BILD-Nachahmer Clasen weiß natürlich genau, dass man möglichen Zweiflern am besten mit einem selbst gemalten Weltbild antwortet, um die eigene Sicht „alternativlos“ zu machen. Kostprobe:

„Das Ergebnis ist ein Land in Aufruhr, zerstritten, gespalten und am Limit. Deutschland wirkt wie gefangen in einem Dauerkrisenmodus. Da darf sich niemand über den Höhenflug der AfD wundern.“

Zumal dieses Zerrbild eines Landes in Angst und Dauerchaos erst einmal am Clasen-Firmament steht, darf womöglich gern geschlussfolgert werden, dass die postfaschistische AfD auf der Retterseite steht – oder?

Die konstruierte Logik dieser Sicht lässt sich trefflich festigen, wenn man der linken Seite des demokratischen Spektrums Empfehlungen gibt, deren Befolgung nicht einmal Clasen selbst erwarten dürfte. Aber egal.

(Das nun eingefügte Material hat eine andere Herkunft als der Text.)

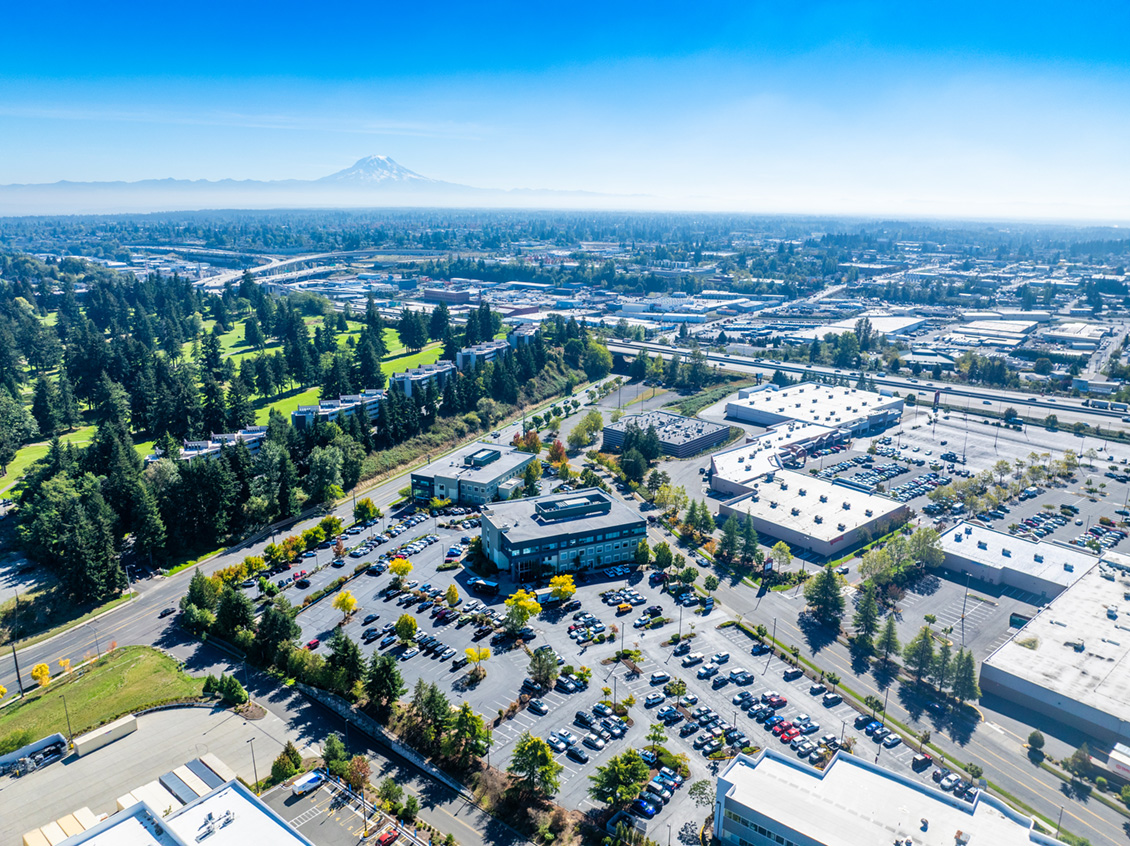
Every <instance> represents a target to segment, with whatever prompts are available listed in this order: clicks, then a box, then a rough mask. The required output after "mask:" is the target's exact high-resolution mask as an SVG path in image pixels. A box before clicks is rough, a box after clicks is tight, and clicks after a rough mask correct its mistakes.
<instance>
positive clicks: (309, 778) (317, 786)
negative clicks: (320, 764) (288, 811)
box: [290, 773, 325, 796]
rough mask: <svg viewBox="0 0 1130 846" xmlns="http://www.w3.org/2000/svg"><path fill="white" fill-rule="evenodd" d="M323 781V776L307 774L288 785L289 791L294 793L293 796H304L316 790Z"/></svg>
mask: <svg viewBox="0 0 1130 846" xmlns="http://www.w3.org/2000/svg"><path fill="white" fill-rule="evenodd" d="M324 780H325V776H323V775H322V774H321V773H307V774H306V775H304V776H302V777H299V778H298V779H297V780H296V782H295V783H294V784H293V785H290V790H292V791H293V792H294V795H296V796H304V795H305V794H307V793H310V792H311V791H313V790H316V788H318V787H319V786H320V785H321V784H322V782H324Z"/></svg>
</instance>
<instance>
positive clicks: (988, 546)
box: [941, 523, 1098, 587]
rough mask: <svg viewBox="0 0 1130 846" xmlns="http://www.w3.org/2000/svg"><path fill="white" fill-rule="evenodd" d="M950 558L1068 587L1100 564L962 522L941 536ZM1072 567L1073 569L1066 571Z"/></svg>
mask: <svg viewBox="0 0 1130 846" xmlns="http://www.w3.org/2000/svg"><path fill="white" fill-rule="evenodd" d="M941 548H942V551H945V553H946V555H955V556H961V557H962V558H965V559H968V560H971V561H976V562H977V564H980V565H983V566H985V567H992V568H994V569H1011V570H1017V572H1018V573H1025V574H1027V575H1029V576H1035V577H1036V578H1042V579H1044V581H1045V582H1052V583H1054V584H1059V585H1062V586H1063V587H1068V586H1070V585H1074V584H1075V583H1076V582H1078V581H1079V579H1080V578H1081V577H1083V575H1084V574H1085V573H1086V572H1087V570H1089V569H1090V568H1092V567H1094V566H1095V565H1096V564H1097V562H1098V558H1096V557H1095V556H1092V555H1087V553H1086V552H1079V551H1076V550H1074V549H1068V548H1067V547H1061V546H1059V544H1058V543H1037V542H1035V541H1029V540H1024V539H1022V538H1015V537H1012V535H1011V534H1008V533H1007V532H998V531H996V530H992V529H984V527H982V526H975V525H972V524H970V523H958V524H957V525H955V526H953V527H951V529H948V530H947V531H946V532H945V533H944V534H942V535H941ZM1064 564H1068V565H1071V569H1067V568H1064V566H1063V565H1064Z"/></svg>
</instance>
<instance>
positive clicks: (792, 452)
mask: <svg viewBox="0 0 1130 846" xmlns="http://www.w3.org/2000/svg"><path fill="white" fill-rule="evenodd" d="M845 439H846V433H844V431H843V430H841V429H833V428H829V427H827V426H818V425H817V424H810V422H783V424H777V425H776V426H773V427H771V428H768V429H767V430H765V431H764V433H763V434H760V435H757V436H755V437H749V438H746V442H745V443H742V444H738V445H737V446H731V447H729V448H728V450H722V451H721V452H716V453H714V454H713V455H712V456H711V460H710V465H711V474H710V486H711V490H714V491H716V492H719V494H723V495H727V496H730V497H737V496H742V495H745V494H749V492H750V491H753V489H754V482H756V481H757V480H758V479H760V478H762V477H763V476H765V474H766V473H772V472H776V471H777V470H784V469H786V468H797V466H803V465H805V464H806V463H807V462H808V453H809V452H810V451H814V450H822V448H825V447H829V446H835V445H836V444H841V443H843V442H844V441H845Z"/></svg>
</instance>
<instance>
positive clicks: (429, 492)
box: [411, 444, 537, 505]
mask: <svg viewBox="0 0 1130 846" xmlns="http://www.w3.org/2000/svg"><path fill="white" fill-rule="evenodd" d="M536 460H537V456H534V455H533V454H532V453H525V452H521V451H520V450H515V448H514V447H513V446H503V445H501V444H471V445H470V446H466V447H463V448H462V450H457V451H455V452H453V453H451V454H450V455H445V456H443V457H442V459H437V460H435V461H433V462H432V463H431V464H428V465H427V466H424V468H420V469H419V470H415V471H412V479H411V481H412V499H415V500H416V502H417V503H427V502H428V500H431V499H433V498H437V499H450V500H451V502H452V503H457V504H460V505H481V504H483V503H489V502H493V500H494V499H495V495H496V494H498V488H499V486H502V485H504V483H505V482H507V481H509V480H511V479H515V478H519V477H521V476H522V474H523V473H524V472H525V468H527V466H528V465H529V464H530V462H532V461H536Z"/></svg>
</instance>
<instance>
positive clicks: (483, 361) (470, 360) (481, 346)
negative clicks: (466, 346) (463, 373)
mask: <svg viewBox="0 0 1130 846" xmlns="http://www.w3.org/2000/svg"><path fill="white" fill-rule="evenodd" d="M509 349H510V343H507V342H506V341H484V342H483V343H476V344H475V346H473V347H463V349H461V350H459V352H457V354H455V367H458V368H459V372H460V373H468V372H470V370H472V369H475V368H476V367H481V366H483V365H485V364H487V363H488V361H494V360H495V359H497V358H502V357H503V356H504V355H506V350H509Z"/></svg>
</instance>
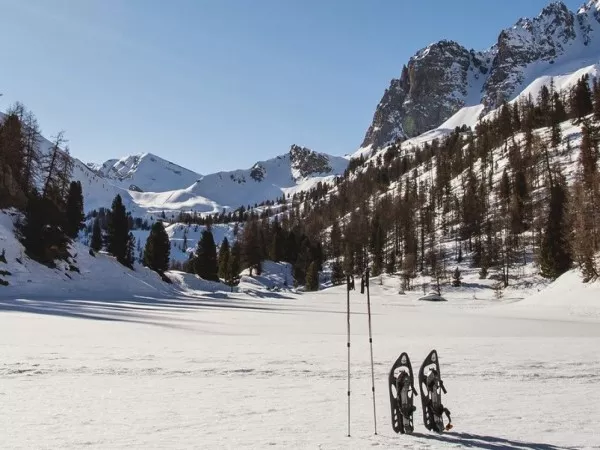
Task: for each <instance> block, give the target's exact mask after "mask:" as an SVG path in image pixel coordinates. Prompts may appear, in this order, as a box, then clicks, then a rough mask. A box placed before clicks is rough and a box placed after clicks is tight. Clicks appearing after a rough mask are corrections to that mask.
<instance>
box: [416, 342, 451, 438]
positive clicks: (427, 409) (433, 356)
mask: <svg viewBox="0 0 600 450" xmlns="http://www.w3.org/2000/svg"><path fill="white" fill-rule="evenodd" d="M419 389H420V391H421V403H422V405H423V423H424V424H425V428H427V429H428V430H430V431H435V432H436V433H442V432H443V431H444V430H449V429H451V428H452V420H451V418H450V411H448V409H447V408H445V407H444V405H442V392H443V393H444V394H446V388H445V387H444V382H443V381H442V378H441V374H440V362H439V359H438V355H437V352H436V351H435V350H432V351H431V353H429V355H428V356H427V358H425V361H423V365H422V366H421V369H420V370H419ZM443 414H446V417H447V418H448V425H446V426H444V417H443Z"/></svg>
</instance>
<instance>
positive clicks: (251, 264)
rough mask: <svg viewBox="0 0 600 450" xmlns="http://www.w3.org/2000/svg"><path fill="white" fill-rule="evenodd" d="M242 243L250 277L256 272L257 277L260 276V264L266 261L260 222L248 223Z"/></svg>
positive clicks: (244, 227) (244, 255)
mask: <svg viewBox="0 0 600 450" xmlns="http://www.w3.org/2000/svg"><path fill="white" fill-rule="evenodd" d="M241 242H242V257H243V260H244V265H245V266H246V267H248V268H249V269H250V275H252V272H253V271H254V270H256V272H257V275H260V272H259V271H260V263H261V262H262V261H263V260H264V248H263V246H262V243H263V241H262V240H261V230H260V227H259V222H258V220H251V221H250V222H247V223H246V225H245V226H244V232H243V236H242V240H241Z"/></svg>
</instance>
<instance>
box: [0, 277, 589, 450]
mask: <svg viewBox="0 0 600 450" xmlns="http://www.w3.org/2000/svg"><path fill="white" fill-rule="evenodd" d="M396 283H397V280H393V279H383V285H379V282H378V280H376V279H373V280H372V281H371V300H372V310H373V342H374V344H373V346H374V355H375V377H376V399H377V419H378V432H379V435H378V436H374V435H373V417H372V404H371V377H370V363H369V361H370V359H369V347H368V345H369V344H368V328H367V316H366V298H365V296H362V295H360V294H359V293H358V291H353V292H351V308H352V317H351V326H352V337H351V342H352V347H351V352H352V353H351V371H352V380H351V383H352V385H351V388H352V409H351V412H352V423H351V424H352V437H351V438H347V437H346V417H347V410H346V401H347V397H346V312H345V301H346V290H345V287H343V286H342V287H336V288H332V289H328V290H326V291H321V292H319V293H314V294H303V295H297V294H292V293H289V292H282V293H273V292H268V293H267V292H265V293H264V294H263V295H262V296H255V297H250V296H248V295H246V294H241V293H239V294H229V295H228V296H224V295H223V296H222V297H216V296H215V295H213V294H209V293H202V292H196V297H195V298H188V299H185V300H168V299H160V298H154V299H144V298H137V299H136V298H129V299H123V300H117V299H115V300H103V299H101V298H97V299H95V300H93V301H88V302H85V301H66V302H67V305H68V308H70V309H71V310H73V311H77V310H79V309H81V308H83V307H84V306H87V307H90V306H93V307H94V308H95V310H96V312H97V313H100V312H101V313H102V316H103V317H104V319H105V320H91V319H89V318H84V317H82V318H73V317H66V316H68V314H64V313H63V312H64V309H63V310H60V309H57V310H56V311H54V310H53V309H54V308H53V305H52V302H50V301H45V300H44V299H38V300H37V302H33V301H31V303H35V304H36V305H38V306H39V307H40V308H41V307H42V306H44V305H45V306H46V308H44V309H43V311H42V310H36V309H35V308H34V309H30V310H29V311H28V312H23V311H21V310H19V309H18V308H16V307H15V305H18V304H19V303H23V302H25V300H0V305H1V306H2V310H3V311H2V312H0V379H2V383H1V384H0V398H1V399H2V404H3V408H2V409H0V426H1V427H2V429H1V432H2V436H3V446H6V448H81V447H82V446H84V445H85V446H88V447H92V448H125V447H128V448H265V447H269V446H273V447H276V448H327V449H330V448H357V449H363V448H367V447H371V446H378V447H379V448H418V449H429V448H432V449H436V448H457V447H459V448H462V447H468V448H484V449H500V448H508V449H533V448H536V449H558V448H595V447H597V446H598V445H600V434H598V431H597V420H596V418H597V414H596V409H597V401H595V400H597V399H598V390H597V386H598V381H599V379H598V377H599V375H598V373H600V359H599V358H598V345H599V344H600V326H599V321H600V319H598V316H597V317H596V318H595V319H594V318H593V317H587V318H581V317H580V316H578V315H574V311H572V310H568V308H567V307H568V305H569V304H571V303H573V304H576V303H578V298H581V295H580V289H579V287H580V286H581V285H580V283H578V280H576V279H573V278H570V277H568V276H567V278H564V279H562V278H561V279H560V280H559V281H558V282H557V283H556V285H555V286H554V290H549V292H551V293H552V292H554V294H552V295H553V297H551V298H550V299H549V301H550V303H551V304H552V305H553V306H554V308H553V310H552V313H551V314H550V315H548V314H544V308H545V305H542V304H538V303H536V302H534V301H528V300H524V301H523V302H519V303H523V304H524V306H523V308H524V310H523V311H521V310H519V309H518V308H516V307H515V305H517V304H519V303H511V301H510V300H503V301H493V300H479V299H474V298H473V297H472V295H469V293H468V292H466V291H465V292H463V293H460V292H455V293H454V294H453V295H449V301H448V302H447V303H427V302H419V301H418V300H417V298H418V296H419V295H420V293H418V292H411V293H408V294H406V295H398V294H397V289H396V288H395V286H396ZM566 290H570V291H571V292H572V297H571V298H565V297H564V295H563V293H564V291H566ZM590 295H591V294H590ZM590 298H591V297H590ZM527 303H529V304H527ZM584 304H585V305H587V306H588V307H591V306H594V305H592V304H591V300H589V299H588V300H586V301H585V302H584ZM595 307H596V308H597V309H600V308H599V307H598V305H595ZM521 312H522V314H521ZM536 312H537V313H539V314H538V316H537V317H536V316H535V315H532V314H535V313H536ZM432 348H436V349H437V350H438V353H439V356H440V361H441V370H442V377H443V379H444V381H445V384H446V387H447V389H448V395H447V396H445V397H444V404H445V406H447V407H448V408H449V409H450V410H451V411H452V417H453V422H454V424H455V428H454V429H453V430H452V432H449V433H445V434H443V435H435V434H432V433H429V432H427V431H426V430H425V429H424V427H423V425H422V418H421V415H420V414H421V407H420V404H419V403H418V402H419V398H418V397H417V399H416V400H417V403H418V410H417V412H416V414H417V415H416V416H415V424H416V429H415V434H414V435H413V436H398V435H395V434H394V433H393V431H392V430H391V426H390V412H389V400H388V392H387V371H388V370H389V367H390V366H391V364H392V363H393V361H394V360H395V359H396V358H397V356H398V355H399V354H400V352H402V351H407V352H408V353H409V356H410V357H411V360H412V361H413V364H414V365H415V369H416V370H418V367H419V366H420V363H421V361H422V359H423V358H424V357H425V356H426V354H427V353H428V352H429V350H431V349H432Z"/></svg>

Originalton:

„Hier müssen jetzt auch SPD und Grüne staatspolitische Verantwortung zeigen. (…) Statt gemeinsam mit Linksaußen auf die Straße zu gehen, sollten die Spitzen von SPD und Grüne einen Beitrag dazu leisten, die Gemüter zu beruhigen.“

Die breiten Bündnisse, die sich derzeit, auch in Osnabrück gegen rechts bilden, sind also (auch) von „linksaußen“ geprägt. Wie wäre es einmal mit einer Recherche, um herauszufinden, das aktuell aktive Kirchenmitglieder ebenso auf die Straße gehen wie Studi- und Schülervertretungen, Aktive aus Wohlfahrtsverbänden ebenso wie Mitglieder aus Sport-, Bürger- und Kleingartenvereinen? Aber zeigen wir Verständnis: Wer dermaßen rechts steht wie Michael Clasen, für den besteht die Außenwelt tatsächlich wohl vor allem aus Linken. Kann der NOZ-Streiter für den rechten Weg bei dieser Sicht der Wirklichkeit eigentlich noch ruhig schlafen? Wir hoffen, nicht.